Venkatesan et al. [31] used the SVM algorithm to perform signal processing in different application areas. When classifying arrhythmic beats, results indicated that the performance of the SVM classifier was better than other classifiers based on machine learning. Another approach of digital image processing with a minimum number of resources compared to existing systems considers computer vision based on a microcontroller for classifying tomatoes, detecting levels of ripeness and defects due to diseases using the SVM classifier-obtained experimental results and comparative analyses with similar methods; the effectiveness of the proposed system was proven over existing systems in the sorting and grading of tomatoes [32]. In another study that used SVM, the classification of broad and narrow leaf plants was conducted by the SVM algorithm for weed discrimination. In the results, the accuracies were compared with a conventional method of data aggregation based on the evaluation of Vegetation Indices by Normalized Difference (NDVIs) considering two different wavelengths; the results showed that using the Gaussian kernel SVM provided better discrimination accuracy than that obtained using the discrete NDVI-based aggregation algorithm [30].

4. Conclusions

We developed and validated the classifying models to determine individual broiler pecking patterns at the feeder. In all tested scenarios, the classifiers performed similarly. Due to its use of computational time, we suppose that the best classifier was the SVM, as this classifier is swift and overcomes the other tested classifiers in terms of time taken to conduct the observations.

Observing the results obtained for Dataset 1, whose performance evaluation metrics (accuracy and Kappa) of the KNN, SVM, and ANN classifiers presented very close and high values (99% and 0.9, respectively), we concluded that there was no significant difference between the algorithms in the classification task. In addition, with the algorithms able to be classified with very high accuracy, it was not necessary to perform the selection of attributes.

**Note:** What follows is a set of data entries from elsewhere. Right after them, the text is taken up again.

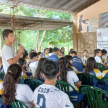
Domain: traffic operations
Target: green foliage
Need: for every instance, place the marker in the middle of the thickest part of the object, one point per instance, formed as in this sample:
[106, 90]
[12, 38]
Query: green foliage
[59, 38]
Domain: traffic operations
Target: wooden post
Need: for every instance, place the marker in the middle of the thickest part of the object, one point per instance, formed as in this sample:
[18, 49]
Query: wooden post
[36, 40]
[75, 37]
[42, 40]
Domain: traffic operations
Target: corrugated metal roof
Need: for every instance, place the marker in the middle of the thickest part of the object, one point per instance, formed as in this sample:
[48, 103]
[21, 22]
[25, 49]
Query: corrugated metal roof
[32, 23]
[67, 6]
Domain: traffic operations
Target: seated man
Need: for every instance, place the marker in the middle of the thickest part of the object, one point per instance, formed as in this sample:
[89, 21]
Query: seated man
[34, 62]
[54, 56]
[77, 62]
[47, 95]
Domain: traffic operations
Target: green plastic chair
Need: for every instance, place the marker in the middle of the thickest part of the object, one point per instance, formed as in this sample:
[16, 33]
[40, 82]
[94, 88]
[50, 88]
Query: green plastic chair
[22, 80]
[88, 79]
[94, 96]
[104, 81]
[33, 83]
[18, 104]
[2, 74]
[101, 67]
[64, 86]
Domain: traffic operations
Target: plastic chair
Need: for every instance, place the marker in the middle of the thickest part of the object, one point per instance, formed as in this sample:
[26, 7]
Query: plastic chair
[2, 74]
[88, 79]
[104, 81]
[94, 96]
[18, 104]
[64, 86]
[101, 67]
[33, 83]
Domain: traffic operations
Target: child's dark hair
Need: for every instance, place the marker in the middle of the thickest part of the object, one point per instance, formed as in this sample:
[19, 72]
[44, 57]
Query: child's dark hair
[84, 51]
[61, 50]
[91, 64]
[96, 51]
[32, 55]
[25, 54]
[9, 87]
[55, 49]
[39, 53]
[68, 57]
[6, 33]
[73, 52]
[45, 49]
[21, 62]
[70, 51]
[39, 68]
[50, 50]
[49, 69]
[104, 51]
[63, 68]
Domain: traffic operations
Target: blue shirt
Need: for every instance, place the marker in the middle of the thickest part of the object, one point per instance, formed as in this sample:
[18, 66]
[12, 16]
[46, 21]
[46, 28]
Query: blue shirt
[77, 63]
[54, 57]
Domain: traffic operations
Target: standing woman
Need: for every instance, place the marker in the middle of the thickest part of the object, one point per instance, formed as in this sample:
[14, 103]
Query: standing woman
[12, 90]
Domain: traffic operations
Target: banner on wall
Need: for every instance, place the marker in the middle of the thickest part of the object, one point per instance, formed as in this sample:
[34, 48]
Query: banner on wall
[102, 38]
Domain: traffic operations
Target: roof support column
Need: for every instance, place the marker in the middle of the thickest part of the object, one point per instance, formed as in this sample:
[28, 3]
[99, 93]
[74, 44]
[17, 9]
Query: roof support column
[75, 37]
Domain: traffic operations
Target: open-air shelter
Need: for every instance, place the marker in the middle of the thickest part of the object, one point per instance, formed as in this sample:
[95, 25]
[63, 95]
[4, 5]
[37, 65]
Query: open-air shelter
[84, 13]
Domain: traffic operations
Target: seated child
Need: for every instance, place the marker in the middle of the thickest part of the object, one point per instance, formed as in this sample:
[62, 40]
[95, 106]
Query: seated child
[46, 52]
[69, 59]
[47, 95]
[77, 62]
[92, 68]
[39, 55]
[21, 62]
[84, 57]
[98, 55]
[12, 90]
[67, 75]
[39, 70]
[34, 62]
[104, 56]
[54, 56]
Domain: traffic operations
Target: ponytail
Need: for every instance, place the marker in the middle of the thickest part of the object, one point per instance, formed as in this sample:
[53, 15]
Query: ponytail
[10, 79]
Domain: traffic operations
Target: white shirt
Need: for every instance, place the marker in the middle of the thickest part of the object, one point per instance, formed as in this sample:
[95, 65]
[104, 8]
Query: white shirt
[48, 96]
[7, 53]
[23, 93]
[98, 59]
[50, 54]
[72, 78]
[33, 66]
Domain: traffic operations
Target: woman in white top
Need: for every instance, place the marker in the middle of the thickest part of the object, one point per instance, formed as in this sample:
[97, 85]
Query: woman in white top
[68, 75]
[12, 90]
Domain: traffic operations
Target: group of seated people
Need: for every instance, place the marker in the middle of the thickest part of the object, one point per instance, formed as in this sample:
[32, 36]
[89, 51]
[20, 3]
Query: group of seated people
[48, 67]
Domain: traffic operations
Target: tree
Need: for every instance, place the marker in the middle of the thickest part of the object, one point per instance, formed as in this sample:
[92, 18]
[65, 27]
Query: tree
[60, 37]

The accuracy of the same classifiers (KNN, SVM, and ANN) trained by Dataset 2, derived from Dataset 1, was slightly lower (97%), which motivated us to apply attribute selection techniques to explore possible improvements in overall performance by observing the metrics (accuracy and kappa). The strategy of a benchmark for selecting attributes was successful, as the accuracy and kappa values rose for the three classifiers: the KNN (from 97.84% and 0.95 to 99.46% and 0.99), the SVM (from 97.84% and 0.95 to 97.97% and 0.99) and the ANN (from 98.38% and 0.96 to 98.92% and 0.98). Although the KNN classifier has obtained the highest accuracy value, kappa is the classifier with the disadvantage of having the highest computational cost.